The proposed Network is motivated by the potential for synergy between two fields of technology and technique, e-Science and Digital Repositories, and the benefits that will be obtained by increasing interaction and cooperation between researchers and practitioners in these fields. This was recognised by the keynote speech of Tony Hey at the Open Repositories 2007 conference. Tony Hey, currently VP of External Research at Microsoft Research, and former Director of the UK e-Science Core Programme, called for an integration of repositories into the new scholarly life cycle envisioned in e-Research .
The digital material generated from and used by academic and other research is to an increasing extent being held in formally managed digital repositories. In many cases, these systems are used currently to hold relatively simple objects, for example an institution’s pre-prints and publications, or e-theses. However, some institutions are beginning to use them to manage research data in a variety of disciplines, including physical sciences, social sciences, and the arts and humanities, in part as a result of various programmes funded by the JISC.

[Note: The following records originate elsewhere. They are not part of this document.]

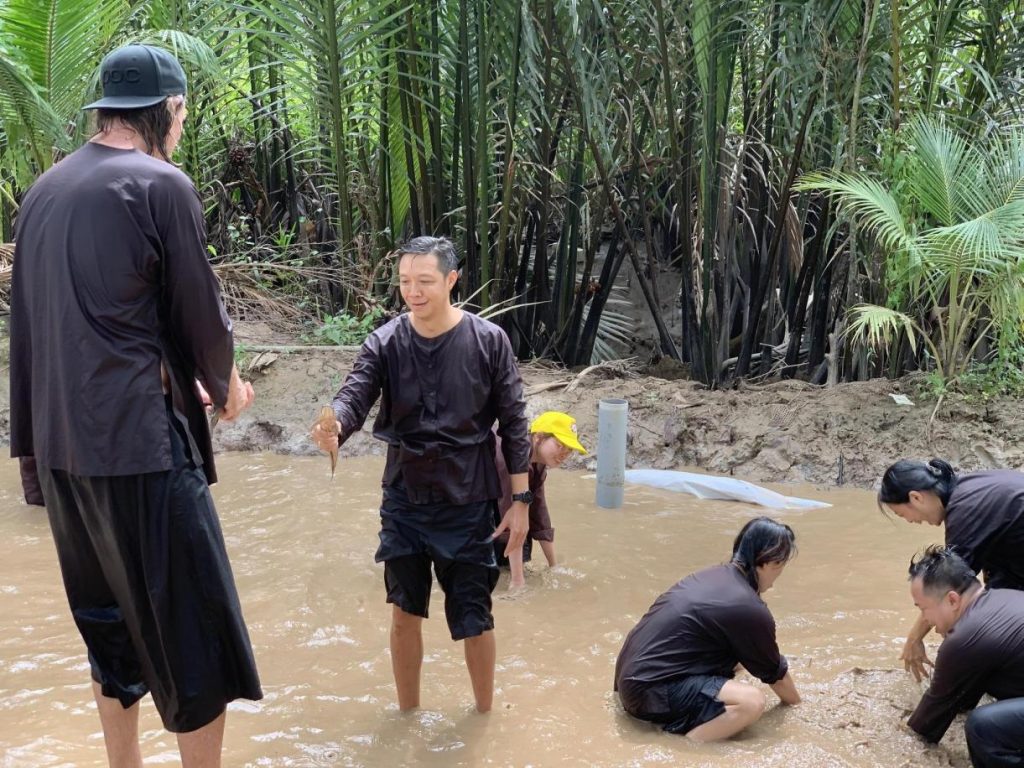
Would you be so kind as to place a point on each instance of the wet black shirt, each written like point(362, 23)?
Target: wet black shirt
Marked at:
point(983, 653)
point(705, 625)
point(111, 278)
point(985, 523)
point(439, 400)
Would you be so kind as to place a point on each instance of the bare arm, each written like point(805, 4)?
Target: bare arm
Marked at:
point(913, 656)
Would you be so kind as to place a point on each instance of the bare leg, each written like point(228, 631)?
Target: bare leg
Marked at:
point(201, 748)
point(549, 552)
point(120, 730)
point(743, 706)
point(407, 656)
point(480, 654)
point(518, 579)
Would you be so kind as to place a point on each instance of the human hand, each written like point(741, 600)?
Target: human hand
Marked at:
point(914, 658)
point(516, 521)
point(240, 396)
point(204, 396)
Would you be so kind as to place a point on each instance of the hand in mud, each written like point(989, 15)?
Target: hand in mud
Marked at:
point(914, 659)
point(240, 396)
point(204, 396)
point(516, 521)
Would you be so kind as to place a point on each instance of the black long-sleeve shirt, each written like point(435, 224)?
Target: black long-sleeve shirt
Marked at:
point(111, 279)
point(705, 625)
point(439, 399)
point(983, 653)
point(985, 524)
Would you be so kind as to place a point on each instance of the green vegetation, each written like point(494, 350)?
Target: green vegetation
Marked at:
point(555, 140)
point(346, 330)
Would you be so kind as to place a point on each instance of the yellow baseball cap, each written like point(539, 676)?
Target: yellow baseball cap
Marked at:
point(562, 426)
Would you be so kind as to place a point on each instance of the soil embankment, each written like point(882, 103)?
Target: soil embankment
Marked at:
point(779, 432)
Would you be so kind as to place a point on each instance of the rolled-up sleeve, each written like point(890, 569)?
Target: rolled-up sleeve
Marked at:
point(198, 322)
point(540, 518)
point(510, 403)
point(359, 390)
point(752, 633)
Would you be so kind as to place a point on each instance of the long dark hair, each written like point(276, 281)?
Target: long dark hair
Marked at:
point(904, 476)
point(762, 541)
point(941, 570)
point(152, 123)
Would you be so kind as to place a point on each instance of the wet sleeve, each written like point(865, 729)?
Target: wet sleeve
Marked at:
point(360, 389)
point(540, 518)
point(752, 633)
point(970, 532)
point(196, 315)
point(950, 691)
point(510, 404)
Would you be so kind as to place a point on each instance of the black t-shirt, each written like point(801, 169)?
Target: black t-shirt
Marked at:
point(985, 523)
point(705, 625)
point(983, 653)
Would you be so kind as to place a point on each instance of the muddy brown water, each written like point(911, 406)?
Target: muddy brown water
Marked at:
point(302, 550)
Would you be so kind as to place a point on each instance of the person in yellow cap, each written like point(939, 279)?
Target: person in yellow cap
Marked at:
point(553, 437)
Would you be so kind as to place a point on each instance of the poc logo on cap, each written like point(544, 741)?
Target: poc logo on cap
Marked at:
point(130, 75)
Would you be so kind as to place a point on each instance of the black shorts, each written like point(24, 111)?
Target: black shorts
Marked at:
point(456, 539)
point(151, 589)
point(692, 700)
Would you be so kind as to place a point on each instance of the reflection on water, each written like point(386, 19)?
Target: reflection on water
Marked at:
point(302, 549)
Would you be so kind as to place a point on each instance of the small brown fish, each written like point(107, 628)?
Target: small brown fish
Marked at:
point(328, 422)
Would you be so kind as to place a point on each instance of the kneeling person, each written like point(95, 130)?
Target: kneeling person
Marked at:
point(677, 665)
point(982, 652)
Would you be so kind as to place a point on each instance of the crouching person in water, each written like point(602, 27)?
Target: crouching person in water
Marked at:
point(982, 652)
point(553, 436)
point(677, 665)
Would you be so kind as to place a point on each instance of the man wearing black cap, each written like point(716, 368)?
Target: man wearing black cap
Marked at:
point(115, 315)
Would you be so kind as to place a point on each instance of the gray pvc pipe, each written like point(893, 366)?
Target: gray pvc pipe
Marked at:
point(611, 415)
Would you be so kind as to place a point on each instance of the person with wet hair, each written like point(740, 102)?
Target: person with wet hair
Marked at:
point(982, 653)
point(983, 513)
point(115, 314)
point(677, 665)
point(443, 377)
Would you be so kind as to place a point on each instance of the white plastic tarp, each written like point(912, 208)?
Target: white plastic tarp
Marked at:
point(716, 486)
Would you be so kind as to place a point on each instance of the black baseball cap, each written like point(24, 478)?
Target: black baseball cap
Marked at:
point(138, 76)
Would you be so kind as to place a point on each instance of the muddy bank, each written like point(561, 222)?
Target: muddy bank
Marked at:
point(782, 432)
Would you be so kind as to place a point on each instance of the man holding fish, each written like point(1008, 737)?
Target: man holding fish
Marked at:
point(443, 377)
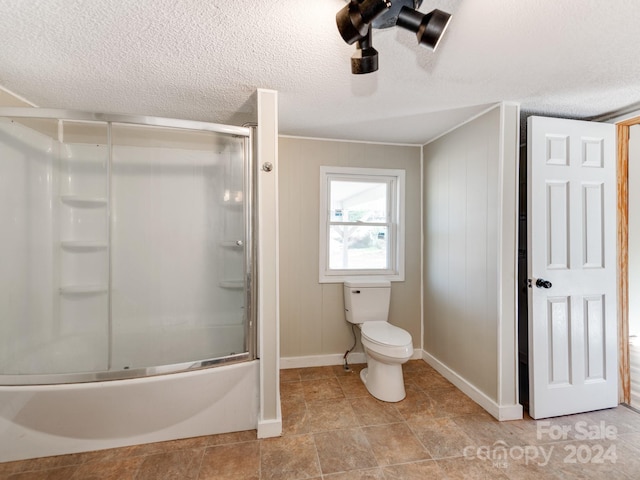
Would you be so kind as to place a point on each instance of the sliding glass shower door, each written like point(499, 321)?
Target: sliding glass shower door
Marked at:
point(125, 246)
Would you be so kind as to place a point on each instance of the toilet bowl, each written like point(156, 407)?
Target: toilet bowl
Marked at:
point(386, 346)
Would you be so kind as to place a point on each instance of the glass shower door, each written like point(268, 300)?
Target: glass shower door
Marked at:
point(177, 233)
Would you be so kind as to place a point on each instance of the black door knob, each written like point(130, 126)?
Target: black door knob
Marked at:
point(541, 283)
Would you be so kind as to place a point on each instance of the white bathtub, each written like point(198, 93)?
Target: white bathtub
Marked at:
point(43, 420)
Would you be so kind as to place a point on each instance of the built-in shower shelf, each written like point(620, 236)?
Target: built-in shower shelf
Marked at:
point(82, 289)
point(83, 201)
point(232, 244)
point(81, 245)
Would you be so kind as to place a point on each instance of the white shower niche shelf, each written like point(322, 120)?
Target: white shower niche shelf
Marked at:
point(83, 201)
point(83, 289)
point(83, 245)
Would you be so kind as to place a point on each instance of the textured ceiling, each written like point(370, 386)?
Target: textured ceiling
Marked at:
point(203, 59)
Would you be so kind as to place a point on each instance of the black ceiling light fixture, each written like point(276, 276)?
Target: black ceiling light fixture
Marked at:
point(356, 20)
point(354, 24)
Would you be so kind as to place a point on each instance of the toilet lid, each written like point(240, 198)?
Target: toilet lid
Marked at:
point(384, 333)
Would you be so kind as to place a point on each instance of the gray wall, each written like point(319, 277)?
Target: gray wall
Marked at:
point(464, 235)
point(311, 314)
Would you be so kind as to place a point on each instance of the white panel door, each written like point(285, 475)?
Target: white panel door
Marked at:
point(572, 266)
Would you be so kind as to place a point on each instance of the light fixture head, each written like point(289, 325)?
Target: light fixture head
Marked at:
point(365, 59)
point(354, 19)
point(429, 27)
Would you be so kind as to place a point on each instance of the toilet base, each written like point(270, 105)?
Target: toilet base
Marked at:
point(384, 381)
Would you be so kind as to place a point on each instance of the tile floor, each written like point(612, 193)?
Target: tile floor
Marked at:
point(334, 430)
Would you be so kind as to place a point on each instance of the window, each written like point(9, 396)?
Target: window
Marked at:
point(361, 223)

Repositories are changing not only in the type of content that they hold, but also in the ways they are used. A major motivation in setting up and populating digital repositories has been (and is) to make the results of research available to a wider audience, by encouraging or in some cases mandating deposit and open access principles. Repository software is, however, becoming more sophisticated, allowing complex digital content to be stored in such a way that its internal structure and external context can be explicitly represented, managed and exposed.
Such systems allow us to move away from the model of a stand-alone repository, where objects are simply deposited for subsequent access and download. Instead, researchers are developing more sophisticated models in which a repository is an integrated component of a larger research infrastructure, incorporating advanced tools and workflows, and being used to model complex webs of information and capture scholarly or scientific processes in their entirety, from raw data through to final publications. Repositories thus add value to the data-driven research lifecycle . Within the e-Science communities, much of the focus as regards data management has been on techniques for the efficient organisation of and access to large and distributed data sets, an issue that has been well addressed by various flavours of grid middleware. The particular challenge raised here, however, is not just size, but rather the very nature of the data, which can be highly diverse, complex, fuzzy and context-dependent, as well as the highly interpretative character of research in many disciplines, such as the humanities.
Another issue to be addressed is the “silo” mentality . Even if data is held in formally managed digital repositories, these are often managed on an institutional basis, resulting in information that is widely dispersed and not easy for researchers to locate and access. Although the repository content is in principle accessible via the internet, it is often held at a “deep” level that is not amenable to traditional discovery techniques. If, as we expect, digital repositories take on a central and pivotal role in the research lifecycle, then there is a clear strategic need to develop methods and tools to enable collaborative research through the coordination and federation of such complex and dispersed resources.
The purpose of the Network will thus be to address a group of related issues where e-Science and Digital Repositories meet: the incorporation of e-science methodologies and tools within digital repositories, the integration of repositories within wider e-infrastructures, the enhancement of digital repositories to manage complex scientific workflows, the federation of repositories using advanced techniques such as grid and semantic technologies. We will address these issues within the broader context of data creation and curation in e-Science.
A particular feature of the proposed Network is that it will operate across disciplines, including the arts, humanities and social sciences as well as the sciences in the narrower sense, as the technologies addressed are trans-disciplinary. We will strive to encourage inter-disciplinary contacts and collaborations, and to facilitate the transfer of knowledge and expertise gained within one discipline to other fields. Moreover, given the range of potential applications of the technologies, we do not expect interest in the Network to be restricted to the academic world, but also to include non-academic institutions. Consequently, we will encourage industrial participants, including commercial companies, cultural heritage organisations (e.g. museums, art galleries, and historic libraries), the media, and public/government bodies.